More specifically, it provides the following core functionalities:

  • Identification of clusters within document-embeddings and top-word extraction
  • Generation of informative topic descriptions
  • Extraction of detailed information about topics via Retrieval-Augmented-Generation (RAG)
  • Comparison of topics
  • Splitting and combining of identified topics
  • Addition of new topics based on keywords
  • Deletion of topics

It is further possible, to directly interact with TopicGPT via prompting and without explicitly calling functions - an LLM autonomously decides which functionality to use.

Installation

You can install topicgpt via PyPI

pip install topicgpt

Example

The following example demonstrates how TopicGPT can be used on a real-world dataset. The Twenty Newsgroups corpus (https://scikit-learn.org/0.19/datasets/twenty_newsgroups.html) is used for this purpose.

Load the data

from sklearn.datasets import fetch_20newsgroups

data = fetch_20newsgroups(subset='all', remove=('headers', 'footers', 'quotes')) #download the 20 Newsgroups dataset
corpus = data['data'] 

corpus = [doc for doc in corpus if doc != ""] #remove empty documents

Initialize the model

Note that an OpenAi API-Key is needed to compute the embeddings and execute the prompts. See https://platform.openai.com/account/api-keys for more details. We select 20 topics in this case since the Twenty Newsgroups corpus comprises documents from 20 different newsgroups. It is also possible to let Hdbscan determine the number of topics automatically.

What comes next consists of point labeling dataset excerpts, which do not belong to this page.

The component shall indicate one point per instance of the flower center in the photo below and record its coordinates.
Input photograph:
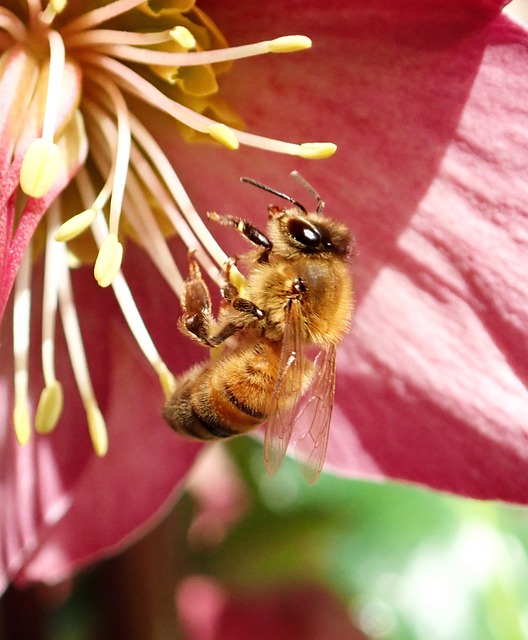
(70, 141)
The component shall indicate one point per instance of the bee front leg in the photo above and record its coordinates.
(232, 296)
(248, 230)
(197, 318)
(196, 304)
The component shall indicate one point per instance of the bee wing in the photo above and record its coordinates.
(316, 415)
(289, 387)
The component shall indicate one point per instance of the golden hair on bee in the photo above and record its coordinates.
(297, 300)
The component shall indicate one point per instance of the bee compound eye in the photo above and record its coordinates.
(304, 233)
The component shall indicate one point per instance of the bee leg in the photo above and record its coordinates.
(196, 303)
(248, 230)
(232, 296)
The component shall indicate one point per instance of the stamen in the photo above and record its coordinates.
(284, 44)
(223, 134)
(139, 214)
(21, 329)
(40, 167)
(122, 154)
(51, 400)
(104, 36)
(10, 23)
(49, 409)
(70, 322)
(97, 429)
(182, 36)
(163, 166)
(108, 260)
(56, 70)
(41, 162)
(134, 320)
(101, 14)
(138, 86)
(53, 8)
(75, 225)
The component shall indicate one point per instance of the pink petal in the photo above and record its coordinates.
(61, 507)
(426, 102)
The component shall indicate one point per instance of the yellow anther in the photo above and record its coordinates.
(108, 260)
(49, 407)
(223, 134)
(167, 380)
(238, 280)
(317, 150)
(285, 44)
(22, 422)
(183, 37)
(75, 225)
(39, 168)
(97, 429)
(58, 6)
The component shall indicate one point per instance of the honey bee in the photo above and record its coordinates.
(297, 299)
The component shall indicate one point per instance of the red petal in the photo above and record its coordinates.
(426, 101)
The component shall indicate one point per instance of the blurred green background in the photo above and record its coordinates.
(403, 563)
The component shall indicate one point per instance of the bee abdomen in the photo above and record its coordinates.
(213, 402)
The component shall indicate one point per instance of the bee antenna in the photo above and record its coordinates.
(275, 192)
(304, 183)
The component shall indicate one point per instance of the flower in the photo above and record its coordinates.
(80, 86)
(428, 110)
(426, 105)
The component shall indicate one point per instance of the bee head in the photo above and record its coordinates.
(293, 231)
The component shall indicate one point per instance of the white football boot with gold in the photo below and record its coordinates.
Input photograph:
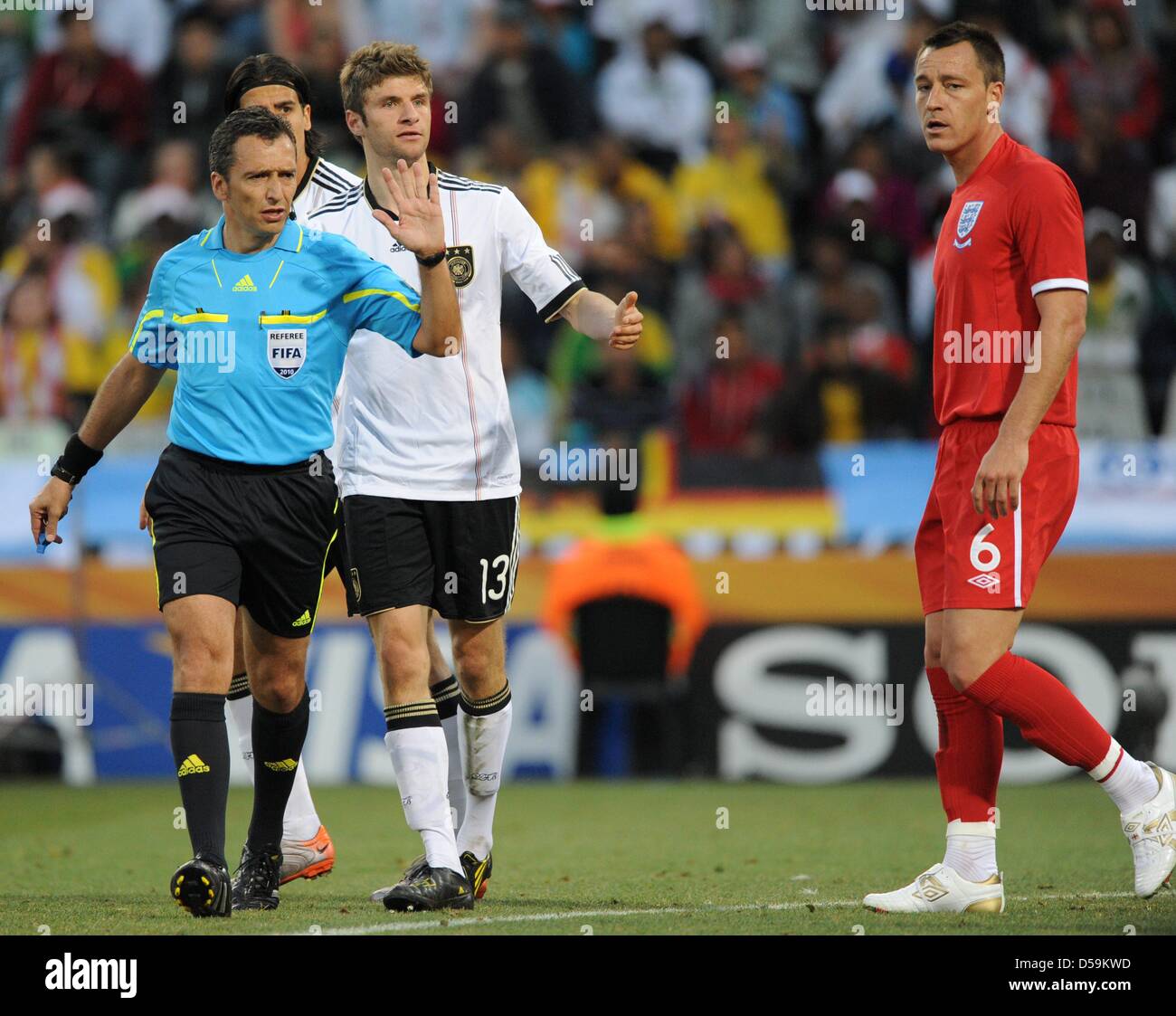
(1151, 831)
(940, 889)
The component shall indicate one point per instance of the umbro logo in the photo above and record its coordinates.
(987, 580)
(193, 764)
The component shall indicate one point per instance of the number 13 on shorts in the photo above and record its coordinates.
(500, 567)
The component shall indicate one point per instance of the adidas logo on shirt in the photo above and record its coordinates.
(193, 764)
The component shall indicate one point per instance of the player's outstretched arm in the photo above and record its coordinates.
(593, 314)
(420, 228)
(1063, 322)
(121, 395)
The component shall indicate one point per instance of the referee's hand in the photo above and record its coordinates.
(627, 324)
(48, 508)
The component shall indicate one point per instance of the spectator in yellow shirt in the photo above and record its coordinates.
(732, 184)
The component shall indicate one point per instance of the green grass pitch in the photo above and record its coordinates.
(591, 858)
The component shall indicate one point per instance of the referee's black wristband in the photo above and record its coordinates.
(432, 262)
(75, 461)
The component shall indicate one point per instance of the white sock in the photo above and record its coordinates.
(419, 761)
(450, 725)
(972, 850)
(446, 695)
(301, 820)
(1130, 783)
(242, 710)
(483, 744)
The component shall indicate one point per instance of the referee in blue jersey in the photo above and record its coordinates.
(255, 315)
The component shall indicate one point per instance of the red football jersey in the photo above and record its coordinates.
(1014, 230)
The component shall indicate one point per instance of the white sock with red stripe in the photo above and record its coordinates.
(1130, 782)
(972, 850)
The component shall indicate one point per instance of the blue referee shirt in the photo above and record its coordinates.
(259, 340)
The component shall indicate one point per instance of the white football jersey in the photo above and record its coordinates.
(326, 183)
(439, 428)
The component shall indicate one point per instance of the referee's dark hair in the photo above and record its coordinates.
(989, 54)
(270, 69)
(253, 121)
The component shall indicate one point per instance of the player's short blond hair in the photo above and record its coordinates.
(373, 63)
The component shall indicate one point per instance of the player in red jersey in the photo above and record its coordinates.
(1010, 312)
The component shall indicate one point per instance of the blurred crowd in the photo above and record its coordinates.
(754, 169)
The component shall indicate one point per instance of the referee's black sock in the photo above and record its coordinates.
(200, 749)
(278, 741)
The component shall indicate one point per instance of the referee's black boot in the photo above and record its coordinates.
(432, 889)
(203, 888)
(255, 879)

from topicgpt.TopicGPT import TopicGPT

tm = TopicGPT(
    openai_api_key = <your-openai-api-key>,
    n_topics = 20 # select 20 topics since the true number of topics is 20 
)

Fit the model

The fit-method fits the model. This can take, depending on the size of the dataset and wether embeddings have been provided, from a few minutes to several hours. Especially the computation of the embeddings can take some time.

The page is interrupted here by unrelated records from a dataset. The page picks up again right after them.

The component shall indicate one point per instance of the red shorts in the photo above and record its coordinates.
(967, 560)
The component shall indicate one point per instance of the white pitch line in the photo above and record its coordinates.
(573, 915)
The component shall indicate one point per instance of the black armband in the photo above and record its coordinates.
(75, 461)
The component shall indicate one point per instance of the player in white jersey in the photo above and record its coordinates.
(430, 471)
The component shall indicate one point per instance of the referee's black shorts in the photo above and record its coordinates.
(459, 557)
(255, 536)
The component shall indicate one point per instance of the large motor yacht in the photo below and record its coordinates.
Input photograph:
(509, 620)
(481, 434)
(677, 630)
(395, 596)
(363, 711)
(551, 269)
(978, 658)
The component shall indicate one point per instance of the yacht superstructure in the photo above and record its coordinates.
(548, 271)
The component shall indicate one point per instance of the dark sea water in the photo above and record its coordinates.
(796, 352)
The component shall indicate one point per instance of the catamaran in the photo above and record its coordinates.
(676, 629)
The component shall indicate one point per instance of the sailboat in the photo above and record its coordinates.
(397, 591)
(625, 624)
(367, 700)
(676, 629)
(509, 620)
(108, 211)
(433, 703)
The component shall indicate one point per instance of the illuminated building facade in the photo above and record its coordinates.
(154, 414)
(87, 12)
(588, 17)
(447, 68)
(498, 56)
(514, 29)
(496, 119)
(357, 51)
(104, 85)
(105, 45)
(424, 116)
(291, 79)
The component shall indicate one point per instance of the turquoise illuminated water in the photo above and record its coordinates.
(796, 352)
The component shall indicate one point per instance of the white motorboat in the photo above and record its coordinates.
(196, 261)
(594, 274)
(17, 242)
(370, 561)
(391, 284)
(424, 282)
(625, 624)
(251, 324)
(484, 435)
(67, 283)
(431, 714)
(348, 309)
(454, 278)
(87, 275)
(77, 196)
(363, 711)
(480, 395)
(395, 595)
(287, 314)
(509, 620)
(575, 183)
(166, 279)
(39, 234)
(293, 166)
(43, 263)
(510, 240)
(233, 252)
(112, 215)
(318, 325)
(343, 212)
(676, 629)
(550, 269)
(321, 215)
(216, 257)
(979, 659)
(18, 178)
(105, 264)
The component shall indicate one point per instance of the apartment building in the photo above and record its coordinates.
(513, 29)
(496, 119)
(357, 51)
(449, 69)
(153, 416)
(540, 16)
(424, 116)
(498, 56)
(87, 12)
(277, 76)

tm.fit(corpus) # the corpus argument should be of type list[str] where each string represents one document

Inspect the found topics

Obtain an overview over the indentified topics

print(tm.topic_lis)

Output

[Topic 0: Electronics Equipment Sales,
 Topic 1: Image Processing,
 Topic 2: Gun control,
 Topic 3: Online Privacy and Anonymity,
 Topic 4: Conflict and Violence.,
 Topic 5: Computer Hardware,
 Topic 6: Belief and Atheism,
 Topic 7: Online Discussions,
 Topic 8: Computer Software,
 Topic 9: Car Features and Performance,
 Topic 10: Encryption and Government,
 Topic 11: Technology and Computing.,
 Topic 12: Technology and Computing,
 Topic 13: Space Exploration,
 Topic 14: Motorcycle Riding Techniques,
 Topic 15: Technology,
 Topic 16: Hockey Games,
 Topic 17: Health and Medicine.,
 Topic 18: Baseball games and teams.,
 Topic 19: Beliefs about Homosexuality.]

To obtain more detailed information on each topic, we can call the "print_topics" method:

tm.print_topics()

Output

Topic 0: Electronics Equipment Sales

Topic_description: The common topic of the given words appears to be "electronics and technology". 

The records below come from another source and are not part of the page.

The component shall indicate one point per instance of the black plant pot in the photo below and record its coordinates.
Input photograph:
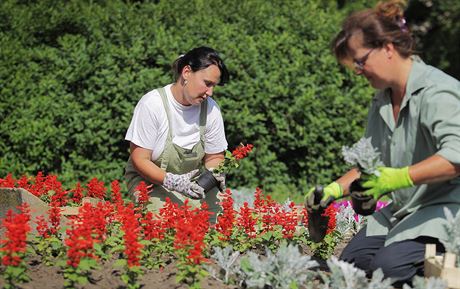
(362, 204)
(207, 181)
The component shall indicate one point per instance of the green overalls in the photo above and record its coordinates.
(177, 160)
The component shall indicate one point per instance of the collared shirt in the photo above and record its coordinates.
(428, 124)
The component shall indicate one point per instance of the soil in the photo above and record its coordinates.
(108, 276)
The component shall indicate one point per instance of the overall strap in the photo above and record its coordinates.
(203, 118)
(168, 144)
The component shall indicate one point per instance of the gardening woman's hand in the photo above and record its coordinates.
(220, 177)
(329, 194)
(183, 184)
(389, 179)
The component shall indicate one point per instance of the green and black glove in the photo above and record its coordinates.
(330, 193)
(390, 179)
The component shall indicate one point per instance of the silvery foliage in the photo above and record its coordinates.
(452, 244)
(284, 269)
(242, 195)
(363, 155)
(348, 222)
(428, 283)
(346, 276)
(227, 260)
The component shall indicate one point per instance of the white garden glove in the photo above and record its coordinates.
(220, 177)
(184, 185)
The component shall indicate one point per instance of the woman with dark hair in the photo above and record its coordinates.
(414, 122)
(177, 129)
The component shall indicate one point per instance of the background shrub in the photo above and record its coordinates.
(72, 71)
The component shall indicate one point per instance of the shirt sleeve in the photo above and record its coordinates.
(441, 117)
(216, 141)
(143, 129)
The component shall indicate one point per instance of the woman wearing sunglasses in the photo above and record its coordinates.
(414, 122)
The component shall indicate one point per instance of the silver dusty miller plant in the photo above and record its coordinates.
(227, 259)
(363, 155)
(287, 268)
(452, 244)
(348, 223)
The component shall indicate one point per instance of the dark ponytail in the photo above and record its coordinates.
(200, 58)
(382, 25)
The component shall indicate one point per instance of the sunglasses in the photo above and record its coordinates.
(359, 63)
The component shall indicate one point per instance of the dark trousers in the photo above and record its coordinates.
(400, 261)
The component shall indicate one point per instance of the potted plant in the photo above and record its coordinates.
(231, 160)
(366, 158)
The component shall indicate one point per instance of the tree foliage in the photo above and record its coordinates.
(72, 71)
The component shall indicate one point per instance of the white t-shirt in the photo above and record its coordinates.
(149, 125)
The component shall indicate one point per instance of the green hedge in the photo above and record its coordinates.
(71, 73)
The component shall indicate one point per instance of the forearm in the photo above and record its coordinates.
(213, 160)
(433, 169)
(144, 166)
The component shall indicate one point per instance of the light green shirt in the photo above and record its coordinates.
(428, 124)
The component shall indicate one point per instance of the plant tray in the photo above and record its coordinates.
(442, 266)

Various aspects and sub-topics of this topic include:
1. Buying and selling: "offer", "sale", "sell", "price", "buy"
2. Device usage and features: "use", "get", "new", "used", "condition"
3. Technical specifications: "wire", "ground", "power", "circuit", "voltage"
4. Communication and connectivity: "phone", "email", "modem", "wireless", "connection"
5. Accessories and peripherals: "battery", "cable", "manuals", "disk", "monitor"
Top words: ["n't", 'one', 'would', 'use', 'like', 'get', 'new', 'used', 'offer', 'sale']

[...]

We can also visualize the resulting clusters to get an overview of the shape and size of the clusters

tm.visualize_clusters()

Find out more detailed information about the identified topics

First, we might be interested in knowing what information the space topic (topic 13) contains on the moon landing.

tm.pprompt("Which information related to the keyword 'moon landing' does topic 13 have?")

Output

GPT wants to the call the function:  {
  "name": "knn_search",
  "arguments": "{\n  \"topic_index\": 13,\n  \"query\": \"moon landing\",\n  \"k\": 5\n}"
}
Topic 13, which is related to the keyword "moon landing," has the following information:

1. Document index 258: This document provides an introduction to the solar system and mentions that advancements in rocketry after World War II enabled machines to travel to the Moon and other planets. It highlights that the United States has sent both automated spacecraft and human-crewed expeditions to explore the Moon.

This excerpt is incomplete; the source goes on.